The aim of the Benes group was to regain its old position as Czechoslovakia’s ruling class through finding an imperialist sponsor, and it would also try to use the resistance to that end. Hitler appointed SS General Reinhardt Heydrich as Reich Protector of Bohemia and Moravia, instead of the “lenient” Neurath, with the task of stamping out the resistance movement. In Czechoslovakia this would be known as the “Heydrichiada”, the period of brutal repression when the different resistance groups would have their organisation smashed.

The CNLC in London and the resistance in the Czech lands planned to assassinate Heydrich alongside the British Secret Operation Executive (SOE), which was tasked with carrying out terrorist operations. Jozef Gabcik and Jan Kubis, two officers from the 3,000 strong Czechoslovak army based in Britain, were parachuted into the Czech lands in 1942
where they made contact with local resistance fighters and made plans of when to carry out the assassination. Gabcik and Kubis deemed the safest option was to kill Heydrich on his way to work in Prague—one of them jumped out in front of his car, but the gun jammed so the other one shot him instead.
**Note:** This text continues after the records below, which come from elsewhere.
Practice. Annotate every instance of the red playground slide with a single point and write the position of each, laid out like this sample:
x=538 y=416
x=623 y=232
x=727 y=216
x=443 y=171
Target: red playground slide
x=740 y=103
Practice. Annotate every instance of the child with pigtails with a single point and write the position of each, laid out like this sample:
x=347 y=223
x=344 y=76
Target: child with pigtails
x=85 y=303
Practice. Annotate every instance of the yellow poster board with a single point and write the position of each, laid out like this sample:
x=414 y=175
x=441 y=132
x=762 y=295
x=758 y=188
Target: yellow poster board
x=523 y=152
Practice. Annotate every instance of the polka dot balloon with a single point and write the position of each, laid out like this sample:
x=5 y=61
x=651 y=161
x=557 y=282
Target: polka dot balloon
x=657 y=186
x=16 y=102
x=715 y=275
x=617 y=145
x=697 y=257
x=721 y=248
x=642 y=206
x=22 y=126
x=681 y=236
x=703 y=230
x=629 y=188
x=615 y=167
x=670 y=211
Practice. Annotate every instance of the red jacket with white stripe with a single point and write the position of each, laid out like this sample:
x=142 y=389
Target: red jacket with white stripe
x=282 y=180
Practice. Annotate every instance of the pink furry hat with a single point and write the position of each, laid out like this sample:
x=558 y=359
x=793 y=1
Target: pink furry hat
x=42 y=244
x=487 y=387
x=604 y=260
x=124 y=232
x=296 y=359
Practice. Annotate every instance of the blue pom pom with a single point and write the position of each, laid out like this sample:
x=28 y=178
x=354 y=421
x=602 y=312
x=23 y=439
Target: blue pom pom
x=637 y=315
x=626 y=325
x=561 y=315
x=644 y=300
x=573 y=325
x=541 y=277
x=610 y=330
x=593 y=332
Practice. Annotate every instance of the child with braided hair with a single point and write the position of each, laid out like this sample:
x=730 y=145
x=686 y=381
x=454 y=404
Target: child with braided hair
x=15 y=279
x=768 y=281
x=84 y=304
Heydrich was wounded in the attack and died in hospital a few days later. What followed was a more brutal wave of repression that is sometimes referred to as the “second Heydrichiada”. The Nazis alleged that people from the village of Lidice had helped Gabcik and Kubis and that they found a radio near the village of Lezaky. In response the SS destroyed both the villages, murdered the men, sent the women and older children to the concentration camps and “spared” a few babies to be “re-educated” in German families. The Gestapo cracked down on the resistance organisation and murdered around 2,000 people, including General Elias. Meanwhile, Gabcik and Kubis were holed up in Prague’s cathedral. The Nazis found out and stormed it, fighting Kubis first who shot himself to avoid capture. Gabcik and a few other resistance fighters bravely held off the 800 SS troops outside from inside the catacombs. But they all shot themselves to avoid capture, too, when the fire department was brought in to drown them out.